"It will get worse before it gets better," was Tom's pithy rejoinder.

The Sea Ranger had set out from New York three weeks before. Her destination was a small island situated in the Mackinac Straits, called Castle Rock Island. The trip was in the nature of a holiday outing following the Bungalow Boys' trying experiences with the Chinese smugglers, as related in The Bungalow Boys in the Great Northwest.

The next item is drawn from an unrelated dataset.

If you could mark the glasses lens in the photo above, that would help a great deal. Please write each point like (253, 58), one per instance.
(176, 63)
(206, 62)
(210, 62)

Mr. Chisholm Dacre, the Bungalow Boys' uncle, with the mystery of whose life the first volume of this series—The Bungalow Boys—was concerned, had decided, after some persuasion, to allow the lads to go. It had been a trip which they had often longed to take. Mr. Dacre and the parents of Sandy MacTavish, whose father was a wealthy importer, agreed that a vacation cruise would do the lads no harm after their really trying experiences in the hands of Simon Lake.

The Sea Ranger had, therefore, been chartered, being a suitable craft for the expedition. Mr. MacTavish, who had a partial claim to Castle Rock Island, had permitted the boys to make it their rendezvous. They meant to use it as a sort of headquarters during their stay on the Great Lakes.

Well provisioned, and manned by as happy a crew as ever left New York harbor, the Sea Ranger had set out on her long trip through the Hudson River and through the canals, to Buffalo. From Buffalo, they voyaged by easy stages to Detroit, and thence to Port Huron. Till that afternoon when they had started on the last "leg" of their cruise, from Alpena, on Thunder Bay, they had not encountered any but ordinary incidents of travel. Now, however, it looked as if they were going to have an unpleasant change. But all the lads were adventurous and daring, and the prospect of a lively blow did not scare them.

A word of explanation is necessary in regard to Professor Podsnap's presence on the Sea Ranger. Two days before she had sailed from New York, the professor, whom the boys and Mr. Dacre had rescued from a drifting raft in Florida waters, appeared at the lads' home. He was about to start out on an expedition in search of Indian relics. By a strange chance, Lake Huron was to form part of his hunting ground. Mr. Dacre, deeming it a good thing to have an elder person along with the boys, had responded to the professor's somewhat broad hints by inviting him to join his nephews. As for the boys, they respected the professor's learning, and had a genuine liking for him, even if his eccentric ways did, at times, amuse them.

And now, what had promised to be a tame voyage, suddenly became fraught with excitement.

"Hold hard, everybody!" cried Tom suddenly.

He had seen a white wall of water sweeping down toward the Sea Ranger. The full fury of the storm was about to burst upon them.

"Here she comes!" yelled Jack, as the howling wind rushed down on them as if it would rend them apart.